Earlier in the session, the House approved the move toward 100% carbon-free sources of electricity by 2040. Then it vowed to provide state matches for federal funds for alternative energy infrastructure. And now it’s taken another step on the road toward the widespread use of renewable energy sources.
On Wednesday, the House Climate and Energy Finance and Policy Committee approved the omnibus climate and energy finance bill by a split-voice vote. It moves to the House Ways and Means Committee.
Sponsored by Rep. Patty Acomb (DFL-Minnetonka), HF2754, as amended, would send $334.8 million toward energy-related projects and programs, including grants for pre-weatherization, upgrading residential electric panels, and helping schools put solar arrays on their roofs and electric school buses idling outside their doors. It would also finance rebate programs for the purchase of electric vehicles, air source heat pumps and energy storage systems.
“What I have heard in my years of serving in an elected capacity is that climate change is an issue that’s important to Minnesotans,” Acomb said. “Minnesotans are wanting and demanding action. Especially young people. And I think if we all continue to focus on the future that we will get there in a good way, working together.”
“We are facing a once-in-humanity challenge,” said Rep. Larry Kraft (DFL-St. Louis Park). “But it’s a tremendous opportunity.”
The committee considered 12 amendments and approved three. They would return the 2023 allocation for a solar energy production incentive program to its original level, increase a maximum wattage allowable within the “Solar on Schools” program, and alter the type of projects exempted from Public Utilities Commission approval.
Among the unsuccessful amendments — all offered by Rep. Chris Swedzinski (R-Ghent) — were proposals to eliminate energy benchmarking; fund studies on the use of solar energy systems on prime farmland and near parks and wildlife management areas; allow the Public Utilities Commission to modify or delay implementation of a building materials standard; discontinue funding of a solar energy production incentive program; and delay the implementation of energy policy goals.
“What this bill is going to be doing is making the state of Minnesota the driver on policy,” said Rep. Spencer Igo (R-Wabana Township). “If we would have let the free market continue on its own, the free market could have adapted. We could have brought more manufacturing to this state.”

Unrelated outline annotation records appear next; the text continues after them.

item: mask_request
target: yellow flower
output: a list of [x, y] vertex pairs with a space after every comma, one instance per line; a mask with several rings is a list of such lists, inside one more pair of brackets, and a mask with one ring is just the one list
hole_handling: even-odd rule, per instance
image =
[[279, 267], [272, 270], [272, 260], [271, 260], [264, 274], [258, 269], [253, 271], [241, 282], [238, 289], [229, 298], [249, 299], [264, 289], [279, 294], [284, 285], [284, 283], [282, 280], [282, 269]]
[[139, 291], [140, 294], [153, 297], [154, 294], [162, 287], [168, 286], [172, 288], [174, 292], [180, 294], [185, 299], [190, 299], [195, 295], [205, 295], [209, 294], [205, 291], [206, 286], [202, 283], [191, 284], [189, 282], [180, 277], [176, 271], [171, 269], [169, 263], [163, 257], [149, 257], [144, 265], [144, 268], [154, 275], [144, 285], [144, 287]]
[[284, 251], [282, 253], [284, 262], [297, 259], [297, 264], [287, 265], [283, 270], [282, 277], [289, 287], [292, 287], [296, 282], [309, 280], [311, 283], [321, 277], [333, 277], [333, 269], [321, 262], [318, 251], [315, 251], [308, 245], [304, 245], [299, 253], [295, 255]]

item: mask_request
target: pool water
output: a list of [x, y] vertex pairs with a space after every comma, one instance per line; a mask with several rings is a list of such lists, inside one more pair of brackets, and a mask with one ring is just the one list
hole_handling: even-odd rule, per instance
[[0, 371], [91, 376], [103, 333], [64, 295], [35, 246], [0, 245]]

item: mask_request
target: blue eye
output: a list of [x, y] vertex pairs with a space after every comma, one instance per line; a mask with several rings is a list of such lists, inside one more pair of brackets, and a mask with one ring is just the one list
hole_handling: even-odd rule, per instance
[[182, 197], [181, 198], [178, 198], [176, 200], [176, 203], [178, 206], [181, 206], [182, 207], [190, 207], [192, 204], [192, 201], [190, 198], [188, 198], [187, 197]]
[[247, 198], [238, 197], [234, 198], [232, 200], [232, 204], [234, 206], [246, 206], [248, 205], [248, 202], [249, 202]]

“I represent a district with a lot of low-income people and communities of color, and I feel very certain and very confident that this will benefit them,” said Rep. Athena Hollins (DFL-St. Paul). “They’re going to use these grants to upgrade electric panels to make it so they can plug in a hair dryer and use the microwave and not worry about their lights flickering. … Yeah, probably most of my district is not going to buy electric vehicles. But we are bordered by [Interstates] 94 and 35, so those fumes coming off of everyone’s cars are coming to the lowest income individuals, because that’s where folks can afford to live. It’s going to make it easier for them to breathe.”
“I’m expecting that what comes out of the Senate will look a little different,” Swedzinski said. “I’m hoping that, through the conference committee process, we can come out with a product that has more bipartisan support. But it’s my guess that this bill won’t.”